Essencialmente, porém, para este socialista, o que esta moção de censura significa é a “necessidade legítima de afirmação de uma determinada liderança” – a da centrista Assunção Cristas, que quer “afirmar a liderança no CDS e no espaço geral da direita em Portugal”, aproveitando “a fragilidade momentânea do PSD”.

Já para o social-democrata Luís Montenegro, “cada caso é um caso”. Depois de acusar a esquerda de, por exemplo na governação do social-democrata Passos Coelho, ter “banalizado” a apresentação de moções de censura que “foram sempre muito inconsequentes e inoportunas”, Montenegro admite que esta moção do CDS é diferente: “Tem uma singularidade, como infelizmente foi a tragédia. Assinala uma censura política concreta de inoperância por parte do Governo no desafio de proteger pessoas e bens. Neste caso, há um falhanço do Governo no sistema de protecção civil. É uma censura política que não era previsível. Aquelas do Bloco de Esquerda e do PCP eram previsíveis.”

O que contam as moções

Olhando para os diferentes textos apresentados ao longo do tempo, percebe-se que Passos enfrentou moções do PCP, do PEV, do PS, e do BE. Em causa, estava a austeridade. Pretendia-se travar “a política de exploração e empobrecimento”, defender a “melhoria da vida do povo português”, condenar a “agenda ideológica ultraliberal”, defender a Constituição e o “direito ao salário e às pensões.

O socialista José Sócrates também não escapou e tanto BE como PCP apresentaram textos contra as políticas sociais e económicas que estavam a ser seguidas no país. Sócrates também foi alvo de moções dos centristas que ora sustentavam a tese de que as eleições europeias “representaram um inequívoco voto de censura face ao Governo” e que daí deviam resultar alterações no Governo, ora apontavam o dedo à situação económica.
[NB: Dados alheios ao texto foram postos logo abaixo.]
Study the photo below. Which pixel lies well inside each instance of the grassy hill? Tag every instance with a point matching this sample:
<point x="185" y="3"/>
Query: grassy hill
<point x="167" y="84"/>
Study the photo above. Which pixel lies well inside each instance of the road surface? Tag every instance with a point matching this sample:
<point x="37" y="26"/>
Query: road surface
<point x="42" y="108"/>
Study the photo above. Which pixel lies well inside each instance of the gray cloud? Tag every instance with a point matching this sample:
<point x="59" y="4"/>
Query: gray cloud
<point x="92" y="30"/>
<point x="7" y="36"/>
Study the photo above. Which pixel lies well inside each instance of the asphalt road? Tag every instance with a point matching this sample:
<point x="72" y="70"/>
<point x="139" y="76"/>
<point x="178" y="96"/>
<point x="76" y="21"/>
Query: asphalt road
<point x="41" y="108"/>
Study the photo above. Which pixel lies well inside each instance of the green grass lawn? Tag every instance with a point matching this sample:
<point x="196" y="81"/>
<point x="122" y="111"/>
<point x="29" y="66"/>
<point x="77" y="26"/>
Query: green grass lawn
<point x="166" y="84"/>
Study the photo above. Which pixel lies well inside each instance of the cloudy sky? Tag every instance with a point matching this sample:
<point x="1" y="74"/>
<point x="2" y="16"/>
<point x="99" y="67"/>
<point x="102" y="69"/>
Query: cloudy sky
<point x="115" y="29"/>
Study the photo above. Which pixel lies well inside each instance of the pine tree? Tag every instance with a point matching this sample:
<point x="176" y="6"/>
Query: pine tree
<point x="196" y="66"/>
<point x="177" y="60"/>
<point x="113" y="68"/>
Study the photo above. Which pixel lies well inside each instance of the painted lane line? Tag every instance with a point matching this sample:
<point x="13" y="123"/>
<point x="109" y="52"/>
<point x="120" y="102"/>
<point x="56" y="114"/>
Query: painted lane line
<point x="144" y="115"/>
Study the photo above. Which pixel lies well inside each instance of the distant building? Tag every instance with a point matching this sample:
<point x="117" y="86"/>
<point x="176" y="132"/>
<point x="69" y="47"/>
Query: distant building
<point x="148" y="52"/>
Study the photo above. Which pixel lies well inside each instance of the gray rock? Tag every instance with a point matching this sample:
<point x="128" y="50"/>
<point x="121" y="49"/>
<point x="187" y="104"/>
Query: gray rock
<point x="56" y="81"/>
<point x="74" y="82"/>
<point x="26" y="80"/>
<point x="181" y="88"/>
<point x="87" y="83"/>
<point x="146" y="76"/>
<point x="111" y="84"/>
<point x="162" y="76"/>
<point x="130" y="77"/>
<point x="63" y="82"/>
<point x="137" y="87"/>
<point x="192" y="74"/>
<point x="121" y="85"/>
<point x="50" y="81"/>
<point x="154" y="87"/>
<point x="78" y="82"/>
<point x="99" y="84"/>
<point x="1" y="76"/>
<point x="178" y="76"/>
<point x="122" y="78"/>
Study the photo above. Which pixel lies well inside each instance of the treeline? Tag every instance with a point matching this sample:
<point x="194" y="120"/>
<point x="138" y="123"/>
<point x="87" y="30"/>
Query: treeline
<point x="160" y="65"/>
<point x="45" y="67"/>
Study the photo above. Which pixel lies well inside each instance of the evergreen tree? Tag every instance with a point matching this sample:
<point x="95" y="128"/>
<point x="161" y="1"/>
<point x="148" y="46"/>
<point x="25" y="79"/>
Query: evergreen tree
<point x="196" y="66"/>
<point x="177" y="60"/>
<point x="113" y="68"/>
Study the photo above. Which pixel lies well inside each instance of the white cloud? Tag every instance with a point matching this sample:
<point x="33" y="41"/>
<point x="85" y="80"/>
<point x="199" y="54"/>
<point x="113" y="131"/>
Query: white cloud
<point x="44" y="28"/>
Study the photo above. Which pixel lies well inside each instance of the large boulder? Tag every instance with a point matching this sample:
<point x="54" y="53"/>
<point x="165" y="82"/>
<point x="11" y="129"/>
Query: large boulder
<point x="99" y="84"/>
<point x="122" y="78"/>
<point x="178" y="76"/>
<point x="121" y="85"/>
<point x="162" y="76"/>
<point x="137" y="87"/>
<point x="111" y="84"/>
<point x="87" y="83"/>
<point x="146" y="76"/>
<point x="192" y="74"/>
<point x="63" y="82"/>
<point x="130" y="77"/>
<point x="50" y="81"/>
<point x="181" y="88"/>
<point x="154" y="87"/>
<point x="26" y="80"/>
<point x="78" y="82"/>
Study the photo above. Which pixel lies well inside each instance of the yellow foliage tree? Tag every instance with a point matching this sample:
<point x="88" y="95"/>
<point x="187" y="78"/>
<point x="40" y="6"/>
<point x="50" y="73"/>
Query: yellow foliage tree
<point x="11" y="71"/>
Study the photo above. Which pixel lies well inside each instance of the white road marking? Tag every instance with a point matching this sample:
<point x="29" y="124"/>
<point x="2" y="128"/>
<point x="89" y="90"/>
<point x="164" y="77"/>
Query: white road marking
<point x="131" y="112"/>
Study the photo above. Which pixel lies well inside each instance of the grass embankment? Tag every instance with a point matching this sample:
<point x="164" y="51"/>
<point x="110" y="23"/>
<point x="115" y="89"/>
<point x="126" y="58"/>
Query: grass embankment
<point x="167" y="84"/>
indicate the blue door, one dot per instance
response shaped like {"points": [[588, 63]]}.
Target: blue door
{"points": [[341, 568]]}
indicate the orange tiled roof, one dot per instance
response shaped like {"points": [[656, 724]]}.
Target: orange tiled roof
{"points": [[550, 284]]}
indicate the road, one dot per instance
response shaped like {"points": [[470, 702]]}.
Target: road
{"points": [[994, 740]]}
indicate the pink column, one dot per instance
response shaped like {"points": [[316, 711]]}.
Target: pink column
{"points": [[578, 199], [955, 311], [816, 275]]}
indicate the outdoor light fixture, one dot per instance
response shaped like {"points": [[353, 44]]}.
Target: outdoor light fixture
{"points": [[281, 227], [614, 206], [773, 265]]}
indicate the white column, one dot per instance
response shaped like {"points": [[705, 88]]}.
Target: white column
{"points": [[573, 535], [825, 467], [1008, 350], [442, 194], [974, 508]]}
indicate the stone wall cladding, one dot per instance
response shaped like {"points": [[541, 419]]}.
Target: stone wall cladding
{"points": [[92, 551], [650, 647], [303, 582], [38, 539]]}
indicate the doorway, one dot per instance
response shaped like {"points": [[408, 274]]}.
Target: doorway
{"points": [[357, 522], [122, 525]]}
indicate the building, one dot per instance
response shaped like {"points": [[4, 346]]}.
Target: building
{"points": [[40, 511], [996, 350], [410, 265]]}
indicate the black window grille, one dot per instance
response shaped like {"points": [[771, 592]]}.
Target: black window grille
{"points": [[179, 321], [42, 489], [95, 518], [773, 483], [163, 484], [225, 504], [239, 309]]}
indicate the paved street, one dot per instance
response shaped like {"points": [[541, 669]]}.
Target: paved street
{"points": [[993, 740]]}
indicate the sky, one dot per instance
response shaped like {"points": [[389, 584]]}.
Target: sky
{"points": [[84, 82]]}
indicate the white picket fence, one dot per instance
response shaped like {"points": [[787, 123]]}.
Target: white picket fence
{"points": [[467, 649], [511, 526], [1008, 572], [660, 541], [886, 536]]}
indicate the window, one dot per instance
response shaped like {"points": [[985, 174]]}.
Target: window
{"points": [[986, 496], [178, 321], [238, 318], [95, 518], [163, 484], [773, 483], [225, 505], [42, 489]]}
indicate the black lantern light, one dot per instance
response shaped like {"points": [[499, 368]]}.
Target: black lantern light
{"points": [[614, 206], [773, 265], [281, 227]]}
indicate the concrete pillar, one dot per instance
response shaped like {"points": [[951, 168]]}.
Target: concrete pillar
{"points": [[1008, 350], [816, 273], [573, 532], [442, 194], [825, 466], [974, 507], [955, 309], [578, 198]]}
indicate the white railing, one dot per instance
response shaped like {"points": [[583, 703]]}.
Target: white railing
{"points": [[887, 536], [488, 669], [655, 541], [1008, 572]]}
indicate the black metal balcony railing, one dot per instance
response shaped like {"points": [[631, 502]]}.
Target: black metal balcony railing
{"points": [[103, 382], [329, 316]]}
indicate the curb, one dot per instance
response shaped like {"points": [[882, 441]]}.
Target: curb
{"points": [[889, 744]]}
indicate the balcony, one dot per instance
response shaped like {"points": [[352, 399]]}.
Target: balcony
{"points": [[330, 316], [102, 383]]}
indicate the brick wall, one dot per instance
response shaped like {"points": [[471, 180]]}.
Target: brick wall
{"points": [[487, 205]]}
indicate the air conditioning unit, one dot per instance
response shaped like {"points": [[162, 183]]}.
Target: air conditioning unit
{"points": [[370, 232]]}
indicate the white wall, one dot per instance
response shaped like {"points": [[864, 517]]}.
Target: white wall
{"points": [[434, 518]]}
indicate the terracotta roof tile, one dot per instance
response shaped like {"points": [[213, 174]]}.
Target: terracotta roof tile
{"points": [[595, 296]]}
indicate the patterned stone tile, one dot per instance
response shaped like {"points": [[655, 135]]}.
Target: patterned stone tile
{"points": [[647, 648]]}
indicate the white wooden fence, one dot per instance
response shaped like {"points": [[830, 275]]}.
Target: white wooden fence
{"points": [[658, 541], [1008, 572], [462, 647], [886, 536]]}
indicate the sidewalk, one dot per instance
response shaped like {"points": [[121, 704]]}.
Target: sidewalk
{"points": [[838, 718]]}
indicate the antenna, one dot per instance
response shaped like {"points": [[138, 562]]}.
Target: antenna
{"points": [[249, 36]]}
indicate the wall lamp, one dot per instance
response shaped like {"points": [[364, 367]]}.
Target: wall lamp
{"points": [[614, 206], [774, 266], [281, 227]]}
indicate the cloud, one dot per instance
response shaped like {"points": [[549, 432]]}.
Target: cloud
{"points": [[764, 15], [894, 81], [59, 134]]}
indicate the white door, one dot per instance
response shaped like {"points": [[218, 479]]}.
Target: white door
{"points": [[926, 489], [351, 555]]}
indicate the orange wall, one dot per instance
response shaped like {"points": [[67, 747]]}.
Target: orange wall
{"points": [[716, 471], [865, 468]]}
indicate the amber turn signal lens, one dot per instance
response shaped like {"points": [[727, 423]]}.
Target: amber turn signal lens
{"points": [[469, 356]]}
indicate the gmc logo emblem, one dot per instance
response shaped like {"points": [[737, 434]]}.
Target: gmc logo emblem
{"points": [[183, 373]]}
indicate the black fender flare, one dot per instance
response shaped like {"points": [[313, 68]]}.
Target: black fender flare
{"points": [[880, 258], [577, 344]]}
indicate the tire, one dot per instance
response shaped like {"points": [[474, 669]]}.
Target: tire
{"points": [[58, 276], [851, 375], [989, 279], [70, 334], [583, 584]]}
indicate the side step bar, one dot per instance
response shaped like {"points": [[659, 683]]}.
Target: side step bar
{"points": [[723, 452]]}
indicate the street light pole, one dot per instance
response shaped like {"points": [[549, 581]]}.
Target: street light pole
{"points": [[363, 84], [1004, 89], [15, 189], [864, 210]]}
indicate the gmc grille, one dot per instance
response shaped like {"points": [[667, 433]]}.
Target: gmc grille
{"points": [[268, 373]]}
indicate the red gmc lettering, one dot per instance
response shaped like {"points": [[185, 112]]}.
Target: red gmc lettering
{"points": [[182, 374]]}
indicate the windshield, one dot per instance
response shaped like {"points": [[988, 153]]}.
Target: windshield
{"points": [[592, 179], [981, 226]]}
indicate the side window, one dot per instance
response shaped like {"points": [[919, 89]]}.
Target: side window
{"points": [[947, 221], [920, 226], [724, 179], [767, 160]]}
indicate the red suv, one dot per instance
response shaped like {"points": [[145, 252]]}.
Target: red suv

Falavam nos “problemas colocados às famílias e empresas portuguesas pelos constantes aumentos do preço dos combustíveis” e consideravam que Portugal estava “numa situação económica muito preocupante”.

O Governo do socialista António Guterres também foi alvo de moções de censura do BE, pelas políticas orçamentais; do PSD, pelo programa do executivo; e do CDS. Pelos centristas, falava naquele ano de 2000 o deputado Paulo Portas, justificando a moção de censura “em nome dos pensionistas, que continuam a viver na miséria”, “das famílias, que temem ser assaltadas e das que já o foram”, da classe média.

E Cavaco? Para além daquela que havia de derrubar o executivo, foi contestado por comunistas, centristas, socialistas. Em 1995, o PCP condenava as “graves responsabilidades políticas” do executivo por ter prestado serviços às Forças Armadas da Indonésia (na reparação de helicópteros), mas queria sobretudo denunciar a “degradação da situação económica, social e política do país”. Um ano antes, o CDS criticava a forma como o Governo estava a exercer funções e a executar o programa. Em 1989, era o então deputado socialista António Guterres quem acusa o executivo de Cavaco de não ter estratégia, de agravar as desigualdades, de não promover a transparência e de ser um Governo “centralista e de vocação autoritária”.